The Agreement designates the "Practices" as intended beneficiaries and specifically states they, in addition to ECFA, "may enforce the Employee Covenants set forth in Attachment B"—which includes the covenant not to compete. (Docket No. 12-1, at 10.) Notably, the Agreement states "it is the parties' express intention that this Agreement directly benefit . . . the Practices by . . . (4) protecting the Practices' business, clients and operations." (Docket No. 12-1, at 10.) Therefore, this Court finds that the "Practices" would be third party beneficiaries of the covenant not to compete because they were the "primary" parties in interest and the parties intended to "recognize" them. Clark's citation to Armbruster v. WageWorks, Inc., 953 F. Supp. 2d 1072 (D. Ariz. 2013), is clearly distinguishable because of the express provisions in the Agreement indicating an intention to recognize the Practices as a primary party in interest.
Regarding what entities are considered "Practices", the Agreement states:
These entities, in conjunction with various affiliated offices located throughout the United States; include Eye Care for Animals 1, Inc.; Eye Care for Animals 2, LLC . . . and other future entities to which ECFA may elect to furnish and lease employees and/or provide employee services ("Practices.")(Docket No. 12-1, at 2.) KECFA is wholly owned by Eye Care for Animals 2, LLC (ECA). (Docket No. 12-2, at 2.) Furthermore, Clark was furnished and leased to KECFA by ECFA. Accordingly, the Court finds that KECFA is a "Practice" and, as a result, a third party beneficiary of the Agreement.
While BluePearl is not a "Practice" and there was not an indication of an intention to recognize it in the Agreement, KECFA sold its assets, including its rights under the Agreement, to BluePearl in September of 2013. ECA was also a party to this sale because it wholly owned KECFA. (Docket No. 12-2, at 2.) Despite these facts, Clark alleges that BluePearl did not purchase the assets of KECFA until "nearly three weeks after Clark's termination", and, therefore, there was no "legitimate business interest to protect," precluding enforcement of the covenant not to compete. (Docket No. 13, at 1-2.)

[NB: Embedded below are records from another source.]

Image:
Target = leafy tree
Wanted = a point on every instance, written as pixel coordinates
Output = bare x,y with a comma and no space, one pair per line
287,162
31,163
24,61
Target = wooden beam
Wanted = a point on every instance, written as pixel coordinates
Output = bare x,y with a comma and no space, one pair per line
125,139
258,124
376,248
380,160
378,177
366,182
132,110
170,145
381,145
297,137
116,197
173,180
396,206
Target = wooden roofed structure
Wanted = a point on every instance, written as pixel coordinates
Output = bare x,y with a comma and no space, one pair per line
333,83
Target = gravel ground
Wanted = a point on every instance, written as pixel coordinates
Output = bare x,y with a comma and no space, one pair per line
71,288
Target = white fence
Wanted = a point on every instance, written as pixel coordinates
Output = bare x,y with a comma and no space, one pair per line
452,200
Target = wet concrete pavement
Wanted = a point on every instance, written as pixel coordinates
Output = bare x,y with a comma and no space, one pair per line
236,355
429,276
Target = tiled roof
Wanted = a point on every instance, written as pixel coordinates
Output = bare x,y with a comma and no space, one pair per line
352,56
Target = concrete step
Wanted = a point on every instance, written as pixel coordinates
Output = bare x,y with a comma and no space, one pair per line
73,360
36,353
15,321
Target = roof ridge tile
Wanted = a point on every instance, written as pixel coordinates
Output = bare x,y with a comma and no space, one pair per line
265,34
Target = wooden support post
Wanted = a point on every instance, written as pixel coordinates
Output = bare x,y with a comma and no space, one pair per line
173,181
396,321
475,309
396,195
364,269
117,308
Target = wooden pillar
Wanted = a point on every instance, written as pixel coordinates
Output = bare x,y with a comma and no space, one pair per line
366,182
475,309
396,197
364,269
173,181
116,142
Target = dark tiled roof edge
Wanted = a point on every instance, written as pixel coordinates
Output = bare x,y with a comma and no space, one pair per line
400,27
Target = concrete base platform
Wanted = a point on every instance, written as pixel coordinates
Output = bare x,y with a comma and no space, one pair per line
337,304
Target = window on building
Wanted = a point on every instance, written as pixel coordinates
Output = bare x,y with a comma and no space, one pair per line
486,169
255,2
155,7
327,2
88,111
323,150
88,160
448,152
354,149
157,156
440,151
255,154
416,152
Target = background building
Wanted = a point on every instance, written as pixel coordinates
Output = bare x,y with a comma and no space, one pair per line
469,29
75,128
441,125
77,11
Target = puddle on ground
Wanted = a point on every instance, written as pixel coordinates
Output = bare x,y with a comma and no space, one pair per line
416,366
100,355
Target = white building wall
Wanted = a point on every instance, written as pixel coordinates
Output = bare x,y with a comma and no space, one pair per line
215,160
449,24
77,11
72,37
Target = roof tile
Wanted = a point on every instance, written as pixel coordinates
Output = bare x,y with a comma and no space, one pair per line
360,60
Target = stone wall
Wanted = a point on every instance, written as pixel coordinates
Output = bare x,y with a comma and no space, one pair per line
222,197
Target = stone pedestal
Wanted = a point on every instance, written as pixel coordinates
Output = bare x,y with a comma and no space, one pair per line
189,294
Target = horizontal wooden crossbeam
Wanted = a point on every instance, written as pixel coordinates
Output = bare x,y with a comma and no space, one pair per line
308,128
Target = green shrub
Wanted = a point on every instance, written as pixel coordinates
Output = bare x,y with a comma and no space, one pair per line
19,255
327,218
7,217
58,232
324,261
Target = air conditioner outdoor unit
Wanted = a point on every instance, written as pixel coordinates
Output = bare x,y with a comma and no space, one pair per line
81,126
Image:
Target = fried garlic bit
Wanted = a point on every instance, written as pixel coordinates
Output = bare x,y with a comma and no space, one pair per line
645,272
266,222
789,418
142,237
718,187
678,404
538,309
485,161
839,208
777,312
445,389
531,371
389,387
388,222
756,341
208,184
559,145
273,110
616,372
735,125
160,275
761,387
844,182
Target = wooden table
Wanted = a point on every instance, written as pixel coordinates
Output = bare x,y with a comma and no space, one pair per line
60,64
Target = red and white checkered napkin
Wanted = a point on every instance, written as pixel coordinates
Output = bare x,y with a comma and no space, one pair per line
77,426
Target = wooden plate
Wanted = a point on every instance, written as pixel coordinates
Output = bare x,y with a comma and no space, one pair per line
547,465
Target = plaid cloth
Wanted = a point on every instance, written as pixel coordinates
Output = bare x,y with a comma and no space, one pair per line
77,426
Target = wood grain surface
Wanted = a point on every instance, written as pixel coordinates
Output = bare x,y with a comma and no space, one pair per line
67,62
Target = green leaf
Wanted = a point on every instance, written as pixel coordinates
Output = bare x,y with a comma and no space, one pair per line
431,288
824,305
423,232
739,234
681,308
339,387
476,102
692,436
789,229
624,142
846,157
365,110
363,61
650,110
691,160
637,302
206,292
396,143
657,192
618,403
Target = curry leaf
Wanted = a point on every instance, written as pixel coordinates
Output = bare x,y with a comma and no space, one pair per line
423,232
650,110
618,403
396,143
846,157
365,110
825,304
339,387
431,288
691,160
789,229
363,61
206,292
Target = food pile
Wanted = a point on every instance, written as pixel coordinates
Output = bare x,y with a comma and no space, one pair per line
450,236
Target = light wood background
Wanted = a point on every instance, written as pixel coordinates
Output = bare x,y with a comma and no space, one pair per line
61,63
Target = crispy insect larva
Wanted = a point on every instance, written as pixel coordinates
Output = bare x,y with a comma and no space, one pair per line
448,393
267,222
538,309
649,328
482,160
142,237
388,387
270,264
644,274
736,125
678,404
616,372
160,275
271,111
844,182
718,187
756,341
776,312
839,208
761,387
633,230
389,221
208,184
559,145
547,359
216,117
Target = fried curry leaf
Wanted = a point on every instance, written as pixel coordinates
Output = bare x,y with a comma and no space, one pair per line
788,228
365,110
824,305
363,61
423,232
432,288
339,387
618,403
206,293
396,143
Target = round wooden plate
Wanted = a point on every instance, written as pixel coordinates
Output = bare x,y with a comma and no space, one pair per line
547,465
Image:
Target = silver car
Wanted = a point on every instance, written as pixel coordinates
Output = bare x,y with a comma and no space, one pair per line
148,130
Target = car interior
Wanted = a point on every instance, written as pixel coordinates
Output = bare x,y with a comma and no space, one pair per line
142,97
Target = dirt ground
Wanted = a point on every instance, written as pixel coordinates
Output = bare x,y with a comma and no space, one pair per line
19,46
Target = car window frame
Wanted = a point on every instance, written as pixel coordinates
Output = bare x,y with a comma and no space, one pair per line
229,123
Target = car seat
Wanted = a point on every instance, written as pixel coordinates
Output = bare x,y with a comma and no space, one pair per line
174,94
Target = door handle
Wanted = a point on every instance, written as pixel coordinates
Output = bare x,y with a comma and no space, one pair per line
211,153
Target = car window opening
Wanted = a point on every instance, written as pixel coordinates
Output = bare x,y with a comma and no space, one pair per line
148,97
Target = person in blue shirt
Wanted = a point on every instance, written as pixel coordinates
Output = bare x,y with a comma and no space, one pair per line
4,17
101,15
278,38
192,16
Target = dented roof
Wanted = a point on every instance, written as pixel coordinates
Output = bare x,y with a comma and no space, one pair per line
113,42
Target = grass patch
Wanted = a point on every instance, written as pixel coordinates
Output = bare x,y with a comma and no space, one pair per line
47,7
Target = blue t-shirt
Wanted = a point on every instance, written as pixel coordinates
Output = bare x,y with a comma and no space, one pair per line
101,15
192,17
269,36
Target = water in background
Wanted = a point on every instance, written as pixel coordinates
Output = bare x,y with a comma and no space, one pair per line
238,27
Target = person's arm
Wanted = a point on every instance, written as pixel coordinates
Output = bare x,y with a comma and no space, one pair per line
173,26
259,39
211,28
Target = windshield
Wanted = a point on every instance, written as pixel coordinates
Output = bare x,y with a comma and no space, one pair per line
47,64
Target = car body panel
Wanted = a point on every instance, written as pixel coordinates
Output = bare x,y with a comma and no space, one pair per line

A "legitimate" purpose of post-employment restraints is "to prevent competitive use, for a time, of information or relationships which pertain peculiarly to the employer and which the employee acquired in the course of the employment." Valley Medical Specialists v. Farber, 194 Ariz. 363, 367 (1999) (en banc). The Court finds there was a "legitimate business interest" to protect because BluePearl purchased KECFA's client list and goodwill, among other assets. (Docket No. 12-2.) Even putting aside BluePearl's asset purchase, KECFA continued to have a "legitimate" business interest in its goodwill and customer base after closing. Additionally, Arizona law allows "successor companies to enforce restrictive covenants, even when the contract is silent regarding assignability and the employee has not consented." Sogeti USA LLC v. Scariano, 606 F. Supp. 2d 1080, 1085 (D. Ariz. 2009). "Arizona courts treat restrictive covenants in employment agreements as assignable assets enforceable by successor companies, not as highly personalized arrangements between employee and employer." Id.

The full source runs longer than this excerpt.